Up to 60 servicemen have died in Iraq and Afghanistan because Gordon Brown failed to supply them with adequate equipment, the chairman of a Conservative commission has claimed.
Author Frederick Forsyth was speaking at the launch of the interim report of the Military Covenant Commission set up by David Cameron to develop policies for an Armed Forces manifesto he has promised for the coming General Election.
The report warned that the covenant between government, society and the Armed Forces was “under serious and unprecedented strain”, because of complaints over issues ranging from accommodation, healthcare, leave to military overstretch.
Mr Forsyth said his team had found “truly world-class” treatment in some aspects of the healthcare received by service personnel, particularly at the Headley Court rehabilitation unit in Surrey and Selly Oak Hospital in Birmingham.

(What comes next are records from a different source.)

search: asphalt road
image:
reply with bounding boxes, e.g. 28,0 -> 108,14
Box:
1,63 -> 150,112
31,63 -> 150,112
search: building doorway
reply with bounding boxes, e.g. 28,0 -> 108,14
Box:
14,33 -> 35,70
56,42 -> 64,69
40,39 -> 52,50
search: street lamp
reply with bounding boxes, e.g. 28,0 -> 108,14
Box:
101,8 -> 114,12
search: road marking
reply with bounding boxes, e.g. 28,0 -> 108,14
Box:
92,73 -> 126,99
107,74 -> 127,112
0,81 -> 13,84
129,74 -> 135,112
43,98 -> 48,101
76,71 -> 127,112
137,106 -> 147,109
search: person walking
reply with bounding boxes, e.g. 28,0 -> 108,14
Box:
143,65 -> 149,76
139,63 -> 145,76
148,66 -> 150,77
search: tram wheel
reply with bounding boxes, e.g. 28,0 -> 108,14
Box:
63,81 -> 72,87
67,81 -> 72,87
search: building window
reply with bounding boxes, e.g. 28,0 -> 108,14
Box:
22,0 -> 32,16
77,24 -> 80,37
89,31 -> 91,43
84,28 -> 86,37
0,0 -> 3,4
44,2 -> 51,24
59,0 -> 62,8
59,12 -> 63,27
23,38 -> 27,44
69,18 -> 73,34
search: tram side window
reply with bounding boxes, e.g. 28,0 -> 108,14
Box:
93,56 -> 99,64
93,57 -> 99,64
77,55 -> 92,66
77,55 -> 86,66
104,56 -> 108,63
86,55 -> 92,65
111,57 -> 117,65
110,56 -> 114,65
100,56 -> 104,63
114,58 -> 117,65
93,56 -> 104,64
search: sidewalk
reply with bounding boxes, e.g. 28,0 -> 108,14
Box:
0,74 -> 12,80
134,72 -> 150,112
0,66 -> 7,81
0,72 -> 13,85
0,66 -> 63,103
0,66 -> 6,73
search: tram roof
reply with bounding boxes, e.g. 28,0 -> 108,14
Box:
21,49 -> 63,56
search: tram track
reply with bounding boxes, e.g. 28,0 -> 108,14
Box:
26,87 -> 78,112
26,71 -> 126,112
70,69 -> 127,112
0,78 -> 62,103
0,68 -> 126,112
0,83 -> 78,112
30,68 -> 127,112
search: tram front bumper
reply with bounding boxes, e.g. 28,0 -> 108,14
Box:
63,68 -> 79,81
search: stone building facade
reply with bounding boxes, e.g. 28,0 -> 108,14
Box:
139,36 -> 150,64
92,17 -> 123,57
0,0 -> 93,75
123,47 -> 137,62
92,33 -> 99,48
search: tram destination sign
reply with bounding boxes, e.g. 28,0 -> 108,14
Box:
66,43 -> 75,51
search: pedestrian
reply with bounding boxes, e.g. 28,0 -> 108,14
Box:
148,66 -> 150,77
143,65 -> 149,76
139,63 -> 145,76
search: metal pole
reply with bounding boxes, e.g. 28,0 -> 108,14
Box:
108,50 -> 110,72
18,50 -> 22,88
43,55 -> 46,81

But, he said, the treatment of servicemen and women was “inadequate” in virtually every respect, adding that the issue of kit was paramount, as it made the difference between life and death.
He told the launch of the commission’s interim report at Conservative HQ in London: “What has angered me is to see fine young men coming home in boxes draped in a flag who should never have died at all and died because they were required to go in harm’s way with crap equipment.
“If you add them all together, you are looking at 50 to 60 young men. That angers me because we have the money in this country.
“We have seen 10 years of the most unbelievable frittering away of billions on schemes that never work by a (then) Chancellor who repeatedly refused and refused to recognise that, with two vicious wars going on, we needed extra funds. He provided the funds for his personal favoured projects, but they didn’t include the Armed Forces.
“There is a responsibility here, there is a blame here and there ought to be a guilt here, which they don’t feel.”
The final recommendations of the commission are due in September. They will not be binding on Mr Cameron.